Published January 20, 2021

IT seems no one wants to testify against former SSP Malir, Rao Anwar. At least five prosecution witnesses, all police officers, have retracted their statements in the Naqeebullah Mehsud murder case in which the retired police official is standing trial. Even the prosecution, which represents the state, scarcely seems interested in pursuing the case. Little wonder then, that the slain man’s family, their lawyer and a PTI MNA on Sunday expressed their fear that a path is being cleared for Rao Anwar to be acquitted. The proceedings in the case are a chilling case study of the impunity enjoyed by some extremely powerful individuals in this country. So unaccountable are they that even the vicissitudes of politics do not affect them; the pomp and circumstance that accompanies them remains intact.

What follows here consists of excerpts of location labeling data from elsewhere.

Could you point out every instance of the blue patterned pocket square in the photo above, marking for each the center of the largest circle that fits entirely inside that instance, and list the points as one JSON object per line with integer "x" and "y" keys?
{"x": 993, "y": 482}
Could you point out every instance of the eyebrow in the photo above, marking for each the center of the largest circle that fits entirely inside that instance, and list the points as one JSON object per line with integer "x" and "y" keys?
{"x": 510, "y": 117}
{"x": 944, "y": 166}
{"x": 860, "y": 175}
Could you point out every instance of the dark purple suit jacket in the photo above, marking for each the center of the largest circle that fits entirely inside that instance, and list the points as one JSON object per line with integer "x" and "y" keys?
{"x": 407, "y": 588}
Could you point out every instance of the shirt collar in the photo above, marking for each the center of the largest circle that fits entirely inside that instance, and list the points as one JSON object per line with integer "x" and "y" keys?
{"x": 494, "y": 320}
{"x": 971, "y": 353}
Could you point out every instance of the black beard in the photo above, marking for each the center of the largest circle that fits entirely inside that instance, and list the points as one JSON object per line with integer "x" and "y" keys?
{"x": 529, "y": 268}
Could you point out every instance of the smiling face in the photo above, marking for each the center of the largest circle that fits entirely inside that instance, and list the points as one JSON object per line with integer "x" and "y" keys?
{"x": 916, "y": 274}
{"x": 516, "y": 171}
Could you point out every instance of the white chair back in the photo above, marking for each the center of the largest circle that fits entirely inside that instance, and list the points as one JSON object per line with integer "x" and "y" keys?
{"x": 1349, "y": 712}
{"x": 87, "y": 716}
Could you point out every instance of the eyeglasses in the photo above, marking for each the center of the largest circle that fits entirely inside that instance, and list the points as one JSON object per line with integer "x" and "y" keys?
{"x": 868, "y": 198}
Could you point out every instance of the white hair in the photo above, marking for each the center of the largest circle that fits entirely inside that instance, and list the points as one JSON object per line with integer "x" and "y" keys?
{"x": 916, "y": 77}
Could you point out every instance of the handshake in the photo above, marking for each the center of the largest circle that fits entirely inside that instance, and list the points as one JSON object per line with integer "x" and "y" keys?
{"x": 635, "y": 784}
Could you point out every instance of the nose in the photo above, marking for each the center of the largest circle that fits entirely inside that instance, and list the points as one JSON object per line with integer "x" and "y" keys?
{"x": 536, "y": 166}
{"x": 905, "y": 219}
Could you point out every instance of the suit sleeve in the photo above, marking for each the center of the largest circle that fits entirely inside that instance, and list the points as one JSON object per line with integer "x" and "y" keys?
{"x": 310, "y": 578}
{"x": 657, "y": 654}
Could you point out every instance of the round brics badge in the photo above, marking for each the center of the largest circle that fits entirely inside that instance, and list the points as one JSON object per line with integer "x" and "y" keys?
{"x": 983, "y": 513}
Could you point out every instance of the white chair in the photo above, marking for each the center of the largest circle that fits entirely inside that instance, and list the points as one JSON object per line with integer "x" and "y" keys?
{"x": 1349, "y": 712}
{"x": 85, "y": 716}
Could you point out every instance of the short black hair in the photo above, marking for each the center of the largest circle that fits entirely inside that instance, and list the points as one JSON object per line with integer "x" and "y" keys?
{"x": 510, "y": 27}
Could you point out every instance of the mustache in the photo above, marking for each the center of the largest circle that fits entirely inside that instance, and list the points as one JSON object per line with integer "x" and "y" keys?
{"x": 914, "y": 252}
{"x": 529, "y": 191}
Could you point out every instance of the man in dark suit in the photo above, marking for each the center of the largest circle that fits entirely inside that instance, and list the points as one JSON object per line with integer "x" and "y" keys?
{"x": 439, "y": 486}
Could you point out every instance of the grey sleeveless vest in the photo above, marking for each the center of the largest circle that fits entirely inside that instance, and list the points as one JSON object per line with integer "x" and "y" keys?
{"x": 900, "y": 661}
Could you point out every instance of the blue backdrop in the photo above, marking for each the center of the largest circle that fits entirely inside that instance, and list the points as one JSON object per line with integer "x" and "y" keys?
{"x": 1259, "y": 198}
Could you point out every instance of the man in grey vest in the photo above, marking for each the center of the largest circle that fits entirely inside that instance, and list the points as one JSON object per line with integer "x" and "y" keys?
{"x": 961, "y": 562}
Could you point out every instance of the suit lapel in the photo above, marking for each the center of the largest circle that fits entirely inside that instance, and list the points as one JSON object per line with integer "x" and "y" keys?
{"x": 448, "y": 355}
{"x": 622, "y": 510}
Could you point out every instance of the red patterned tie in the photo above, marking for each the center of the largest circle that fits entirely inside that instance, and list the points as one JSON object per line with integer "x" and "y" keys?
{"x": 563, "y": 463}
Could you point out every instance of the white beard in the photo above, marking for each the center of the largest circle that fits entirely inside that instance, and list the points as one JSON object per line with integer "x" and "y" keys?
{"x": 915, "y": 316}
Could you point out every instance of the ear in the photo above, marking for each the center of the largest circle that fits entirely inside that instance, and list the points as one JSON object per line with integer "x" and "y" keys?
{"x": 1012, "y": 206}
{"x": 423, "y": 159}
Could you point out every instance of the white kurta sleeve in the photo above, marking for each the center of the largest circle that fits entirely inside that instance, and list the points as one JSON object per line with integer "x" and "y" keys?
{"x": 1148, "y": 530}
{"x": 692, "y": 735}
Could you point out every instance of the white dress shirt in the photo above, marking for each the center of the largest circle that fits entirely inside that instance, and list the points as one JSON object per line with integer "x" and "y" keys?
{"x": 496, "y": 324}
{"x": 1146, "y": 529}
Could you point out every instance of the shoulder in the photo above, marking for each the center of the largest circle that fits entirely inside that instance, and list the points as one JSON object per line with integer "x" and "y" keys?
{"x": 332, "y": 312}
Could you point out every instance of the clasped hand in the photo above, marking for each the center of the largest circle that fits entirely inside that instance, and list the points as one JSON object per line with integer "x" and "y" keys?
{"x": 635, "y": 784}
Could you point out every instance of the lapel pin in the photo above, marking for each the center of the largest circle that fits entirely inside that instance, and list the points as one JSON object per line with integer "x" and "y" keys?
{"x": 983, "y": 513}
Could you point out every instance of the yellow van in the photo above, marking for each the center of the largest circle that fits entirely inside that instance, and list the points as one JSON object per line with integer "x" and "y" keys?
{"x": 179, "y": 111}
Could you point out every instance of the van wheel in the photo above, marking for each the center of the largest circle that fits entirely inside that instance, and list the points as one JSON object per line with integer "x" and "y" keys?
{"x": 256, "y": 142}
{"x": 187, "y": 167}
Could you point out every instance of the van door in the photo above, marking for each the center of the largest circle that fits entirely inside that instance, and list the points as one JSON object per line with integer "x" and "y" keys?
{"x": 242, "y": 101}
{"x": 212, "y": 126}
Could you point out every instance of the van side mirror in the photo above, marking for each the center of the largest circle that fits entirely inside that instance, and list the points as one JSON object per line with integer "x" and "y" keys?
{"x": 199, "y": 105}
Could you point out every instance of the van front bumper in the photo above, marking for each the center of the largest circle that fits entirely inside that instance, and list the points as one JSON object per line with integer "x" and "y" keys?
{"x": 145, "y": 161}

Naqeebullah, a 27-year-old aspiring model, was gunned down on Jan 13, 2018, along with three others in a fake encounter, allegedly on the orders of Rao Anwar, infamously known as an ‘encounter specialist’. The record of the Karachi police itself implicates the senior official in no less than 444 deaths in such operations. No action had been taken against him for this gruesome run of murders until the death of Naqeebullah, who was described by Rao Anwar as a terrorist. Perhaps it was the young man’s presence on social media and his obviously harmless preoccupations that struck a chord in civil society. A police inquiry also soon established that neither he nor the others killed with him even had criminal records, let alone terrorist profiles. Protests broke out demanding that Rao Anwar be brought to book. At this point, the state had a golden opportunity to turn the page on police brutality and extrajudicial killings, and demonstrate that no one, absolutely no one, is above the law. Instead, for five months the former SSP successfully evaded the law — with assistance from state elements — until he was finally arrested. Even that was a mere inconvenience; his Karachi residence was declared a sub-jail, from the comfort of which he could appear for his court hearings. When he did so, it was without handcuffs, surrounded by police officers treating him with deference, and sporting the demeanour of a man who knew he had nothing to fear. It was a mockery of justice in every sense of the word, an affront to the most basic civic values. Impunity on this scale destroys nations from within.